Average Spanish property prices fell by 3.2% in 2008, according to the official house price index from the Ministry of Housing. Real prices, after adjusting for inflation, fell by 4.6%.
The Spanish construction boom has turned to bust
This is the first time that we have seen year on year price falls in the official index since the market started to slump in the second half of 2007. Officially, at least, nominal property prices have not fallen since 1993.
Average property prices fell almost everywhere, though prices were still creeping up in the provinces of Seville (+3.4%), Cadiz (+3%), Valencia (+0.9%), and Extremadura (+0.1%), if you believe the government’s figures.
Values fell the most in the province of Madrid (-7.6%), followed by Murcia (-5.8%), Tenerife (-5.8%), and Castellon (-5.3%).
Over 10 years, however, Spanish property values are still 215% higher in Andalucia, 211% in Murcia, and 200% in the Balearics. The same cannot be said of blue chip banking shares like Barclays (down 56% over 10 years), HSBC (-22%), or Allied Irish Banks (-87%). Relatively speaking, Spanish property has not been a bad investment over the long term (admittedly, returns don’t look so good when you factor in taxes and transaction costs).
The Ministry of Housing’s figures are notoriously unreliable, so all figures need to be treated with scepticism.

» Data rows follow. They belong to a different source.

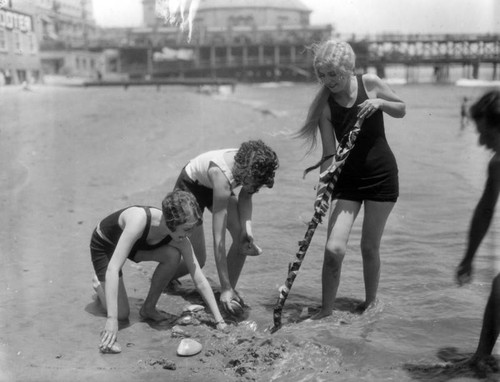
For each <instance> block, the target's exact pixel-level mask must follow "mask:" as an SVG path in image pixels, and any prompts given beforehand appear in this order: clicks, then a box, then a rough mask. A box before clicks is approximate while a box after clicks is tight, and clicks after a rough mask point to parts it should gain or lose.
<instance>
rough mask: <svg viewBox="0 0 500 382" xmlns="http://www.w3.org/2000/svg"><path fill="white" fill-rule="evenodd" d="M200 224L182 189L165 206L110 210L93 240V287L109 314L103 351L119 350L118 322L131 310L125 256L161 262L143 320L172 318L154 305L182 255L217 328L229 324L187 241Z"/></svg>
mask: <svg viewBox="0 0 500 382" xmlns="http://www.w3.org/2000/svg"><path fill="white" fill-rule="evenodd" d="M200 224H202V215H201V211H200V208H199V206H198V204H197V203H196V200H195V199H194V198H193V196H192V195H191V194H190V193H188V192H183V191H180V190H178V191H174V192H171V193H169V194H168V195H167V196H166V197H165V198H164V199H163V202H162V208H161V209H158V208H153V207H146V206H130V207H126V208H123V209H121V210H119V211H116V212H114V213H112V214H111V215H109V216H107V217H106V218H104V219H102V220H101V221H100V222H99V223H98V224H97V227H96V228H95V229H94V232H93V233H92V239H91V241H90V253H91V257H92V264H93V266H94V270H95V276H94V280H93V287H94V289H95V291H96V293H97V296H98V298H99V301H100V302H101V304H102V305H103V307H104V308H105V309H106V312H107V320H106V325H105V327H104V330H103V331H102V333H101V342H100V345H99V349H100V350H101V352H103V353H118V352H120V351H121V348H120V346H119V345H118V343H117V341H116V340H117V334H118V321H119V320H127V319H128V316H129V313H130V307H129V302H128V297H127V291H126V290H125V285H124V283H123V277H122V276H123V274H122V268H123V265H124V263H125V261H126V260H127V259H129V260H131V261H133V262H136V263H139V262H142V261H154V262H157V263H159V264H158V265H157V267H156V269H155V271H154V273H153V277H152V278H151V286H150V289H149V292H148V295H147V297H146V299H145V300H144V304H143V305H142V307H141V309H140V311H139V315H140V316H141V318H143V319H144V320H152V321H163V320H166V319H169V318H170V316H169V315H167V313H165V312H163V311H159V310H157V309H156V303H157V302H158V299H159V298H160V296H161V293H162V291H163V289H164V288H165V286H166V285H167V284H168V283H169V282H170V280H171V279H172V277H173V276H174V274H175V272H176V271H177V267H178V265H179V262H180V261H181V259H183V260H184V263H185V264H187V268H188V272H189V274H190V275H191V277H192V279H193V281H194V284H195V286H196V288H197V289H198V290H199V292H200V294H201V295H202V297H203V299H204V300H205V302H206V303H207V304H208V306H209V308H210V310H211V312H212V314H213V315H214V318H215V322H216V325H217V328H218V329H223V328H225V327H226V323H225V322H224V319H223V318H222V316H221V314H220V312H219V308H218V306H217V302H216V300H215V296H214V294H213V291H212V288H211V287H210V284H209V283H208V281H207V279H206V278H205V276H204V275H203V272H202V270H201V267H200V266H199V264H198V261H197V260H196V257H195V256H194V255H193V248H192V246H191V242H190V240H189V236H190V235H191V234H192V232H193V231H194V230H195V228H196V227H197V226H199V225H200Z"/></svg>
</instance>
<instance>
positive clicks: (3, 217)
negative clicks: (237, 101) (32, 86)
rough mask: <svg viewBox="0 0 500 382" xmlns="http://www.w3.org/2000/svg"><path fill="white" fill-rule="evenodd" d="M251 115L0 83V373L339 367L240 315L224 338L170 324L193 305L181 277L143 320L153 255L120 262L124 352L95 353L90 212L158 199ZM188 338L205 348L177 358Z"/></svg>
mask: <svg viewBox="0 0 500 382" xmlns="http://www.w3.org/2000/svg"><path fill="white" fill-rule="evenodd" d="M255 117H256V115H255V111H252V110H251V109H249V108H243V107H241V105H236V104H228V103H224V102H220V101H218V100H217V99H215V98H212V97H208V96H206V95H202V94H198V93H197V92H196V91H195V90H194V89H193V88H182V87H168V88H163V89H161V90H160V91H159V92H158V91H157V90H156V89H155V88H149V89H144V88H142V89H140V88H129V89H128V90H127V91H125V90H123V89H121V88H110V89H82V88H63V87H61V88H56V87H53V88H52V87H42V86H40V87H34V88H33V89H32V91H23V90H22V89H20V88H18V87H10V88H0V119H1V124H0V158H1V159H0V162H1V166H2V170H1V172H0V205H1V211H2V213H1V214H0V219H1V227H2V230H1V233H0V235H1V240H0V245H1V248H0V249H1V253H2V266H1V273H2V275H1V277H0V381H20V382H21V381H22V382H25V381H51V382H55V381H96V380H101V381H145V380H148V381H167V380H168V381H204V382H207V381H236V380H250V381H251V380H270V379H272V378H275V380H289V378H290V375H293V372H294V357H300V351H304V350H307V351H309V352H314V351H317V352H319V353H321V354H323V355H329V359H330V360H332V362H331V363H330V364H329V365H328V367H326V368H325V373H328V372H334V371H335V369H336V368H338V367H339V365H338V364H336V363H335V362H333V361H334V359H335V357H331V356H332V354H329V353H330V352H331V351H332V349H321V347H320V346H314V345H312V344H298V343H293V341H292V342H291V341H289V340H287V339H286V338H285V337H279V336H274V337H273V336H271V335H270V334H268V333H265V332H263V331H257V332H255V331H254V330H253V327H252V322H251V321H244V320H245V317H243V318H242V319H240V320H239V321H240V322H234V323H233V324H232V325H231V327H230V329H229V330H228V331H227V332H226V333H223V332H220V331H217V330H216V329H215V328H214V326H213V324H212V322H213V321H212V320H211V317H210V316H208V315H206V314H205V315H204V314H201V315H199V317H198V318H199V319H200V321H201V323H200V324H199V325H186V326H181V327H180V328H181V330H182V332H181V333H179V331H178V330H177V328H179V326H178V327H176V329H174V330H172V328H173V327H174V325H175V321H176V319H177V318H179V316H180V315H181V313H182V311H183V308H184V307H185V306H186V305H189V304H192V303H200V301H201V300H200V297H199V295H198V294H197V293H196V292H195V291H194V288H193V286H192V283H191V282H190V280H189V279H185V280H186V281H183V285H182V289H181V293H180V294H177V295H167V294H164V295H162V297H161V299H160V301H159V304H158V305H159V308H160V309H163V310H165V311H167V312H168V313H170V314H171V315H172V320H171V321H170V322H165V323H163V324H151V323H148V322H143V321H141V320H140V318H139V316H138V310H139V308H140V306H141V304H142V301H143V298H144V297H145V295H146V292H147V290H148V287H149V279H150V276H151V274H152V270H153V265H152V264H149V263H141V264H136V265H133V264H131V263H130V262H127V263H126V265H125V267H124V275H125V285H126V287H127V291H128V295H129V299H130V305H131V315H130V322H129V323H127V324H124V325H122V327H121V330H120V332H119V337H118V338H119V342H120V344H121V346H122V348H123V351H122V353H121V354H118V355H103V354H101V353H100V352H99V351H98V348H97V346H98V343H99V332H100V331H101V330H102V328H103V325H104V322H105V316H104V313H103V312H102V310H101V309H100V307H99V305H98V304H97V303H96V301H95V299H94V297H95V296H94V293H93V290H92V288H91V278H92V267H91V263H90V255H89V252H88V243H89V238H90V234H91V231H92V229H93V228H94V226H95V224H96V222H97V221H98V219H100V218H102V217H104V216H106V215H107V214H108V213H110V212H112V211H114V210H116V209H118V208H121V207H123V206H126V205H129V204H150V205H159V203H160V201H161V198H162V197H163V196H164V194H165V193H166V192H168V191H169V190H170V189H171V187H172V185H173V183H174V180H175V178H176V176H177V173H178V171H179V170H180V169H181V167H182V166H183V165H184V163H185V161H186V160H187V159H189V158H190V157H191V156H193V155H194V154H197V153H199V152H202V151H204V150H208V149H212V148H214V147H225V146H226V145H227V146H228V147H234V146H235V145H236V142H241V141H243V140H246V139H249V138H255V136H254V133H253V132H252V129H251V128H249V126H247V125H248V121H251V120H255ZM261 117H262V116H261ZM245 121H246V122H245ZM245 123H247V125H245ZM214 126H216V127H217V128H213V127H214ZM245 126H246V127H245ZM207 231H208V230H207ZM210 260H211V259H210ZM212 277H213V275H212ZM210 281H211V283H212V285H214V286H217V283H216V282H214V280H213V279H211V280H210ZM246 318H248V317H246ZM249 319H251V317H250V318H249ZM242 320H243V321H242ZM185 336H187V337H190V338H193V339H195V340H197V341H198V342H200V343H201V344H202V345H203V350H202V351H201V353H199V354H198V355H195V356H193V357H178V356H177V355H176V349H177V346H178V345H179V343H180V341H181V339H182V338H183V337H185ZM285 353H288V356H287V359H286V360H285V357H284V355H285ZM285 363H286V364H285ZM172 364H175V370H172V367H171V365H172ZM164 366H165V368H164Z"/></svg>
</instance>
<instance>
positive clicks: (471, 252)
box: [457, 156, 500, 285]
mask: <svg viewBox="0 0 500 382" xmlns="http://www.w3.org/2000/svg"><path fill="white" fill-rule="evenodd" d="M499 192H500V158H497V157H496V156H495V157H494V158H493V159H492V160H491V162H490V164H489V166H488V179H487V180H486V185H485V187H484V191H483V194H482V196H481V199H479V202H478V203H477V205H476V208H475V210H474V214H473V215H472V219H471V223H470V228H469V235H468V244H467V249H466V251H465V255H464V258H463V259H462V261H461V262H460V264H459V266H458V269H457V282H458V283H459V284H460V285H462V284H464V283H467V282H469V281H470V279H471V276H472V261H473V260H474V256H475V254H476V252H477V249H478V248H479V246H480V245H481V242H482V241H483V239H484V236H485V235H486V233H487V232H488V229H489V227H490V224H491V221H492V219H493V214H494V212H495V206H496V203H497V201H498V194H499Z"/></svg>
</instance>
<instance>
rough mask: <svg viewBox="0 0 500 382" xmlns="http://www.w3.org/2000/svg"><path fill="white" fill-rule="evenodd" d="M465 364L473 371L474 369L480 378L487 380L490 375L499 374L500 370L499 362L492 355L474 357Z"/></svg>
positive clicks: (472, 356)
mask: <svg viewBox="0 0 500 382" xmlns="http://www.w3.org/2000/svg"><path fill="white" fill-rule="evenodd" d="M465 362H467V364H468V365H469V366H470V367H471V369H473V370H474V371H475V372H476V374H477V376H479V377H480V378H486V376H487V375H488V374H490V373H498V371H499V370H500V368H499V366H498V362H497V360H496V359H495V357H493V356H492V355H485V356H477V355H474V356H472V358H470V359H469V360H467V361H465Z"/></svg>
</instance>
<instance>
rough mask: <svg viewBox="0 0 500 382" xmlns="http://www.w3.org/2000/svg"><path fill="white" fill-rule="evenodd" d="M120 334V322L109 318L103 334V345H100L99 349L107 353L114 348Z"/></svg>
mask: <svg viewBox="0 0 500 382" xmlns="http://www.w3.org/2000/svg"><path fill="white" fill-rule="evenodd" d="M117 334H118V320H117V319H116V318H112V317H109V318H108V319H107V320H106V326H105V327H104V330H103V331H102V332H101V344H100V345H99V349H101V351H103V352H105V351H107V350H109V349H111V347H112V346H113V344H114V343H115V341H116V338H117Z"/></svg>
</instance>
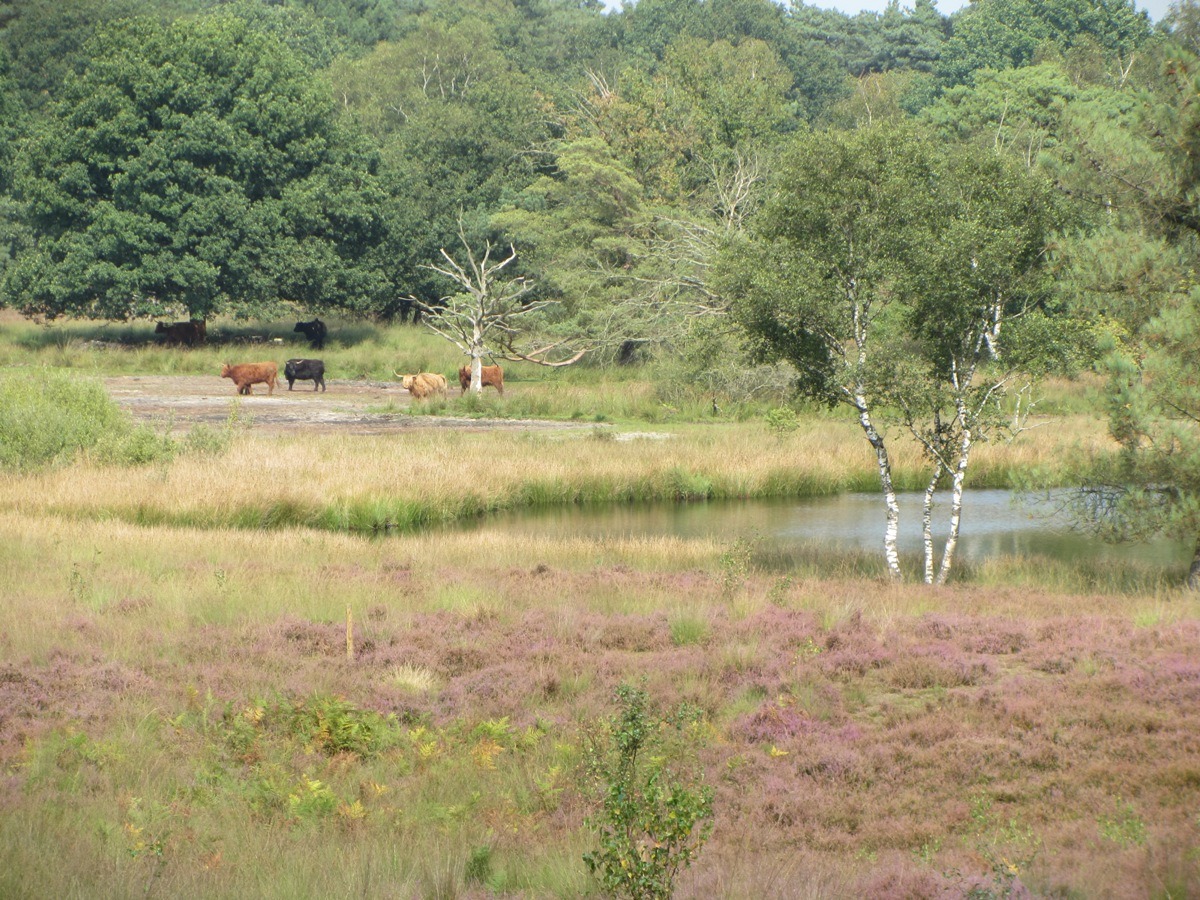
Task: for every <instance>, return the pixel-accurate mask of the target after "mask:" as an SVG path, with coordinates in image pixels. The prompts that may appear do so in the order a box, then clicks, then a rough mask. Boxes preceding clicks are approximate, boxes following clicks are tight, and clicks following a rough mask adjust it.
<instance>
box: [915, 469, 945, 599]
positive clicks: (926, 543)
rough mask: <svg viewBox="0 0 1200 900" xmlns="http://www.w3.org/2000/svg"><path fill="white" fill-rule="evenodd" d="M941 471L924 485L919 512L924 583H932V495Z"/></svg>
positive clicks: (932, 525)
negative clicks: (923, 552) (923, 500)
mask: <svg viewBox="0 0 1200 900" xmlns="http://www.w3.org/2000/svg"><path fill="white" fill-rule="evenodd" d="M941 475H942V469H941V467H938V468H937V469H935V472H934V476H932V478H931V479H929V484H928V485H925V502H924V505H923V506H922V511H920V539H922V542H923V544H924V547H925V583H926V584H932V583H934V493H935V492H936V491H937V479H938V478H941Z"/></svg>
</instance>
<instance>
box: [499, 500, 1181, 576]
mask: <svg viewBox="0 0 1200 900" xmlns="http://www.w3.org/2000/svg"><path fill="white" fill-rule="evenodd" d="M920 504H922V496H920V494H918V493H913V494H901V497H900V552H901V553H920V552H922V540H920ZM948 516H949V506H948V503H947V502H944V500H943V503H941V504H940V505H938V506H937V509H936V510H935V515H934V535H935V544H936V546H937V552H938V553H940V552H941V547H942V544H943V539H944V533H946V527H947V520H948ZM490 521H491V522H499V523H502V524H503V527H504V529H505V530H509V532H516V533H523V534H533V535H551V536H552V535H560V536H570V535H584V536H594V538H604V536H650V535H676V536H683V538H696V536H709V538H715V539H718V540H731V541H732V540H734V539H736V538H739V536H743V538H767V539H775V540H776V541H778V542H780V544H784V545H786V544H796V545H800V544H814V545H818V546H824V547H836V548H841V550H863V551H868V552H871V551H876V550H882V546H883V523H884V520H883V500H882V498H881V497H880V494H875V493H847V494H838V496H835V497H817V498H810V499H803V500H744V502H718V503H691V504H682V505H677V504H640V505H632V506H625V505H622V506H595V508H577V506H569V508H558V509H551V510H535V511H521V512H511V514H506V515H503V516H499V517H498V518H496V520H490ZM958 553H959V558H960V559H970V560H983V559H986V558H990V557H997V556H1027V557H1032V556H1048V557H1052V558H1060V559H1080V558H1084V559H1087V558H1096V559H1112V560H1117V559H1136V560H1141V562H1144V563H1152V564H1159V565H1172V564H1180V563H1183V562H1187V560H1188V559H1190V551H1189V548H1188V547H1187V546H1184V545H1182V544H1178V542H1176V541H1166V540H1156V541H1148V542H1138V544H1122V545H1109V544H1104V542H1103V541H1100V540H1099V539H1097V538H1092V536H1090V535H1085V534H1079V533H1074V532H1072V530H1070V528H1069V520H1068V518H1067V517H1066V515H1064V514H1062V512H1061V511H1060V510H1058V504H1057V503H1056V502H1055V499H1054V498H1046V497H1043V498H1040V499H1039V500H1032V499H1030V498H1021V497H1018V496H1015V494H1013V493H1012V492H1009V491H968V492H967V494H966V497H965V500H964V511H962V527H961V535H960V540H959V550H958Z"/></svg>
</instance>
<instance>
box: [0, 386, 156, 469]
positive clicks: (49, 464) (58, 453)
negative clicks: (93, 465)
mask: <svg viewBox="0 0 1200 900" xmlns="http://www.w3.org/2000/svg"><path fill="white" fill-rule="evenodd" d="M132 430H133V426H132V425H131V424H130V420H128V416H127V415H126V414H125V413H124V412H122V410H121V409H120V407H118V406H116V403H114V402H113V400H112V397H109V396H108V394H107V392H106V391H104V389H103V386H102V385H101V384H100V383H97V382H92V380H86V379H79V378H73V377H71V376H66V374H62V373H58V372H49V371H37V372H12V373H7V374H4V376H0V468H4V469H16V470H18V472H30V470H36V469H42V468H47V467H50V466H58V464H64V463H68V462H71V461H72V460H74V458H76V457H77V456H78V454H79V452H80V451H88V450H91V449H94V448H96V446H97V445H100V444H103V446H104V450H103V454H106V455H110V456H113V457H120V456H121V455H122V452H121V448H124V445H125V442H126V440H127V439H130V438H128V436H130V432H131V431H132ZM132 440H133V443H134V444H136V445H138V446H140V448H143V449H144V446H145V443H146V442H145V438H144V437H143V436H137V437H136V438H132Z"/></svg>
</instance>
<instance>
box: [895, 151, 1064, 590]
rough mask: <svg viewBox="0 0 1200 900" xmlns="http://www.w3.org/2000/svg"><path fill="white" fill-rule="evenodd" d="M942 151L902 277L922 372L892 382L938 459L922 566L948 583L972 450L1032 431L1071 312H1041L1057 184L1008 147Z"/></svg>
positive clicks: (1046, 283)
mask: <svg viewBox="0 0 1200 900" xmlns="http://www.w3.org/2000/svg"><path fill="white" fill-rule="evenodd" d="M938 156H940V158H938V161H937V168H938V170H940V173H941V174H940V178H938V179H937V182H936V185H937V187H936V190H935V192H934V194H932V198H931V205H930V215H929V216H928V218H926V223H925V227H924V228H920V229H919V230H918V234H922V233H923V234H922V236H920V239H919V240H918V241H917V242H916V245H914V250H916V257H914V258H913V259H911V260H908V263H907V264H906V265H905V269H904V271H905V274H904V276H902V278H901V282H900V289H901V292H902V293H904V294H905V295H906V296H905V307H906V311H907V318H908V320H907V323H906V326H905V331H906V332H907V335H908V336H910V343H908V347H910V348H911V349H910V352H908V353H910V356H911V358H912V360H913V365H916V367H917V378H916V379H914V380H912V379H904V378H895V379H893V380H892V389H890V390H888V391H887V395H888V397H889V400H890V401H892V403H893V404H894V406H895V408H896V409H898V410H899V412H900V415H901V418H902V421H904V424H905V426H906V427H907V430H908V431H910V433H911V434H912V436H913V437H914V438H916V439H917V440H918V443H919V444H920V445H922V448H923V450H924V452H925V457H926V460H928V461H929V462H930V466H931V472H930V478H929V481H928V482H926V487H925V496H924V506H923V517H922V522H923V528H922V536H923V544H924V551H925V566H924V572H925V581H926V582H929V583H932V582H935V581H936V583H938V584H942V583H944V582H946V580H947V578H948V576H949V574H950V569H952V566H953V560H954V553H955V550H956V547H958V541H959V533H960V527H961V521H962V493H964V487H965V480H966V474H967V467H968V463H970V460H971V454H972V450H973V449H974V446H976V444H978V443H980V442H984V440H988V439H991V438H1000V437H1014V436H1015V434H1018V433H1020V431H1022V430H1024V427H1025V424H1026V420H1027V415H1028V413H1030V410H1031V397H1032V386H1033V383H1032V374H1033V373H1034V372H1037V371H1039V370H1040V368H1042V367H1044V366H1046V365H1050V364H1052V362H1054V361H1055V360H1056V358H1057V356H1058V354H1060V349H1061V347H1062V344H1063V334H1062V330H1061V329H1060V323H1061V322H1063V319H1062V318H1060V319H1054V318H1050V317H1048V316H1046V314H1045V312H1044V307H1045V302H1046V299H1048V295H1049V284H1048V282H1046V276H1045V270H1044V260H1045V246H1046V241H1048V239H1049V234H1050V230H1051V228H1052V227H1054V224H1055V222H1056V221H1057V218H1058V215H1057V209H1056V203H1055V196H1054V192H1052V188H1051V186H1050V184H1049V182H1046V181H1044V180H1043V179H1042V178H1039V176H1038V175H1036V174H1033V173H1031V172H1028V170H1027V169H1026V168H1025V167H1024V166H1021V164H1020V163H1019V162H1016V161H1013V160H1010V158H1008V157H1006V156H1004V155H1002V154H1000V152H991V154H979V152H977V151H974V150H973V149H966V148H964V149H959V150H955V149H950V150H947V151H944V152H942V154H940V155H938ZM1006 401H1008V402H1007V404H1006ZM946 478H948V479H949V481H950V486H949V490H950V510H949V520H948V523H947V534H946V544H944V548H943V552H942V559H941V563H940V565H938V566H937V572H936V576H935V574H934V540H932V528H931V520H932V504H934V494H935V492H936V490H937V487H938V485H940V484H941V482H942V481H943V480H944V479H946Z"/></svg>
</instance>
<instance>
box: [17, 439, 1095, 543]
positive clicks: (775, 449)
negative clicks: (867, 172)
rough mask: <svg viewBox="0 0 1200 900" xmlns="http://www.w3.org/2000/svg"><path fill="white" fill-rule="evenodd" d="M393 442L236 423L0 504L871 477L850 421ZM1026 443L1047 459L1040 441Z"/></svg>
mask: <svg viewBox="0 0 1200 900" xmlns="http://www.w3.org/2000/svg"><path fill="white" fill-rule="evenodd" d="M1062 439H1063V440H1069V439H1072V438H1070V437H1069V434H1066V436H1063V437H1062ZM402 450H403V451H402V452H401V451H400V449H398V448H397V439H396V438H392V437H365V436H336V434H328V436H306V437H302V438H301V437H271V436H260V434H256V433H248V434H241V436H239V437H236V438H235V445H234V446H232V448H230V450H229V451H228V454H227V455H218V456H209V455H204V456H184V457H179V458H176V460H174V461H173V462H172V463H170V464H169V466H167V467H162V466H149V467H144V468H136V469H128V468H115V467H104V466H96V464H79V466H73V467H68V468H66V469H59V470H53V472H48V473H42V474H36V475H28V476H22V478H8V479H4V480H0V508H2V509H19V510H23V511H28V512H40V514H55V515H68V516H83V517H90V518H101V517H102V518H119V520H124V521H133V522H140V523H145V524H154V523H164V524H168V523H169V524H174V526H194V527H200V528H210V527H252V528H260V527H286V526H304V527H314V528H328V529H353V530H365V532H370V530H376V529H380V528H395V529H401V530H404V529H410V528H415V527H424V526H428V524H432V523H437V522H446V521H451V520H455V518H462V517H472V516H476V515H479V514H480V512H486V511H488V510H499V509H511V508H521V506H529V505H553V504H564V503H566V504H572V503H611V502H635V500H664V499H665V500H692V499H722V498H755V497H790V496H791V497H796V496H815V494H823V493H832V492H836V491H845V490H863V491H876V490H877V479H878V476H877V473H876V470H875V468H874V462H872V460H871V457H870V455H869V454H866V452H864V451H863V444H862V440H860V438H859V437H858V436H857V434H856V432H854V430H853V428H851V427H848V426H847V427H844V428H839V427H822V428H820V430H811V431H810V432H808V433H805V434H802V436H796V437H794V438H792V439H790V440H788V442H786V443H785V442H779V440H776V439H774V438H773V437H772V436H770V434H769V433H767V432H764V431H762V430H757V428H748V427H738V426H713V427H709V428H704V430H698V428H683V430H678V431H674V432H671V437H670V438H668V439H654V440H650V439H642V440H637V439H635V440H628V442H612V440H595V439H592V438H590V437H589V436H588V434H587V433H580V432H557V433H514V432H490V433H474V432H473V433H448V432H444V431H442V430H428V431H425V430H414V431H413V432H407V433H406V434H404V437H403V449H402ZM1014 452H1021V454H1024V452H1026V451H1025V450H1021V449H1020V448H1019V446H1018V448H1015V449H1012V448H988V446H984V448H982V449H980V452H979V455H978V458H977V469H976V470H977V473H978V474H979V476H980V484H986V481H982V479H983V478H994V479H998V480H1001V481H1003V480H1004V479H1006V476H1007V472H1008V470H1009V468H1008V467H1009V464H1010V463H1009V462H1007V460H1009V457H1010V455H1012V454H1014ZM1039 452H1040V454H1043V455H1044V456H1045V458H1051V454H1052V448H1049V449H1046V448H1042V449H1040V450H1039ZM251 460H252V461H253V463H252V464H250V463H248V462H234V461H251ZM451 460H452V464H450V463H449V461H451ZM500 461H503V464H500ZM894 462H895V469H896V476H898V481H899V484H900V485H901V486H904V485H905V484H906V481H907V480H911V481H913V482H914V484H918V482H919V479H920V478H923V475H922V473H923V469H922V468H920V461H919V456H918V455H917V452H916V450H914V449H910V450H906V451H904V452H899V451H898V454H896V456H895V461H894ZM1025 463H1026V460H1025V458H1022V460H1021V464H1025Z"/></svg>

In reality, price are falling much more than the Ministry’s figures show, especially in coastal areas popular with foreign buyers.
For example, two of Spain’s leading appraisal companies say that prices are falling nationally by 8.8% (Tinsa) and 6.6% (Sociedad de Tasación). The OECD, a Paris-based club of rich countries, estimates that prices are falling by 10%. Tinsa says that prices in coastal areas are down by 14.3%, though sales professionals report drops of as much as 30% to 40%.